Trying to assess the impact of the Internet on journalism and government is a daunting task. As Dave Winer noted, we are in the middle of a transformation. It’s happening all around us, all the time. Clay Shirky described what I think is the most interesting way to look at the current technological situation and its impact: We are living in 1500. No one focused on the transition period after the printing press began to play its role. I think we are in a similar period with the Internet, but one happening so fast with so many factors its hard to figure out many established patterns of behavior and activity or where it will lead. Further, those patterns are subject to change when the newest tech advancement gains traction. The convergence of mediums on the Internet and other devices has led to a whole different dimension of user experience and possibility. The barriers to interacting and sharing, putting information out there from anyone about anything have been lowered.
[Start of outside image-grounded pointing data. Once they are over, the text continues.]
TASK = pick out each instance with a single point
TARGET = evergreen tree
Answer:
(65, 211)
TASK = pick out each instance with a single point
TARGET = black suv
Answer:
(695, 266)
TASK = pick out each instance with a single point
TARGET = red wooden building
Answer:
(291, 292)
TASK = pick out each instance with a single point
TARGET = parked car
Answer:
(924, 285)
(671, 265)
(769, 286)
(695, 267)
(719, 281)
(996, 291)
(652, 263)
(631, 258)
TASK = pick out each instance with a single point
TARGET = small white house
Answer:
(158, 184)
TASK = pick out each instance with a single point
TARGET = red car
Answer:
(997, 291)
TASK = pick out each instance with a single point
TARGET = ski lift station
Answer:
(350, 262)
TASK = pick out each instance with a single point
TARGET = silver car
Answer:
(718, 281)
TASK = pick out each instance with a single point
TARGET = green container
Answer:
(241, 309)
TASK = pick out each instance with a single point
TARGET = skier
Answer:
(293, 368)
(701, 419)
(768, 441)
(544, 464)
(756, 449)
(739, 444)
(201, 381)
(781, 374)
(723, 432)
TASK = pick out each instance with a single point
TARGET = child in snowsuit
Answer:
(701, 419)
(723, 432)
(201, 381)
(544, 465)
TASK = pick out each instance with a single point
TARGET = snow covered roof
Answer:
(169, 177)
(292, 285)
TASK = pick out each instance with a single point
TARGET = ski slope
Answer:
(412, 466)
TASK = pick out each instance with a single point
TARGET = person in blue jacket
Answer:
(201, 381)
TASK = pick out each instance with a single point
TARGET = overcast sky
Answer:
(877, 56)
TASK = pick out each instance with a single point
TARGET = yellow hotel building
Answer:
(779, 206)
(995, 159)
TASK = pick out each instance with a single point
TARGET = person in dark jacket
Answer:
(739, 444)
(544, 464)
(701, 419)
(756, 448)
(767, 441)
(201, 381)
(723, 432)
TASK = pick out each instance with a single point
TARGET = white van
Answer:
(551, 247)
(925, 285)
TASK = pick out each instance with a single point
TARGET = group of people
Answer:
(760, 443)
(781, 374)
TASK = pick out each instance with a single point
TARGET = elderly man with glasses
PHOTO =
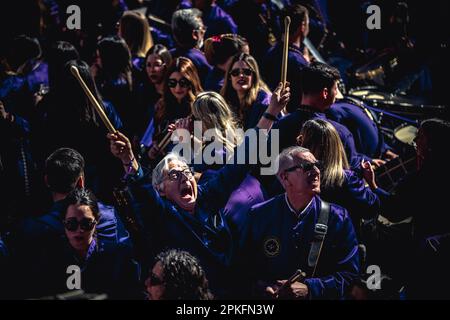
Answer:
(179, 213)
(297, 230)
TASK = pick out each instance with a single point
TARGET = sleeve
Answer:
(346, 269)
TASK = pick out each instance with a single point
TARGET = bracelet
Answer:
(270, 116)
It was much simpler when the institutions and hierarchy were set up in a such a way that we knew who was responsible for governance or bringing us news and more or less how they went about doing it. You wanted to be a journalist you went to journalism school. Sources for consumers were limited. Now you can be a ‘citizen journalist’ and there is so much content out there that you can get any type of information you want. And, more complicated still, any type of opinion. Eric Alterman’s article has a quote that states it more bluntly: most user content is crap, even if it is all the rage. The old journalism model we had has changed and will change more, but to what ultimately is anyone’s guess. People can tailor their Internet experience to get only the information they want from sources they want, be it Twitter, the BBC or Google. I think news and journalism will adapt to the digital age even if it is transformed from its traditional style. I think Shirky and Murdoch and others are right and there will always be need for journalists, but the structures will have to adapt, and the definition of ‘journalism’ will be altered. How it will be monetized and retain such hallowed aspects as investigative journalism and overseas bureaus is unclear right now. But I think the more troubling aspects lie in how the digital age defines what news will be, where it comes from, and ultimately how people will understand the world around them with so much information vying for their attention through so many channels. As Nick Carr states, more choices don’t mean better choices. The ‘filter bubble’ I think became a problem once you could get news on the Internet, and that was years ago. The access to different information from different sources was there, but you have to know about them and actively seek them out. It became easier to do this but not everyone does. Education about how the news and information industry works is something many people don’t’ have and so don’t take advantage of what is available. This is even more complex with personalization combined with content increasingly coming from so many areas and delivered by multiple devices and channels. On balance, people may not be better informed any more than they were when there was nothing but 3 TV networks and the local newspaper.
Government could definitely reap the benefits of new technology, from diplomacy to governance. But this is a different animal entirely and I think will take much longer to find best practices, not to mention change the institutions themselves. Clear goals need to be established. While the groundswell effect can help for things like fixing a road, the motivations for getting involved in government are different than something like Wikipedia, or publishing an article like Breslin did for free. Satisfaction and sense of accomplishment are part of it but some kind of wiki model for lawmaking could just as easily be subject to partisan rancor as it is now. The Internet is already helping to put some government services at people’s fingertips, enabling activism, and can help create a dialogue as we have seen in the readings. But even the most savvy new media strategy, whether it is campaigning or running a government has to have a strong off line component. This is the case whether in Brazil or here. The Obama campaign was a great test case where you can look back and see how the whole thing worked. For government, the changes will be incremental and experimental. The real question I have is if it will make the government smaller and reduce its cost. I think it will, but the transformation we are now experiencing will take time despite the speed of the digital age.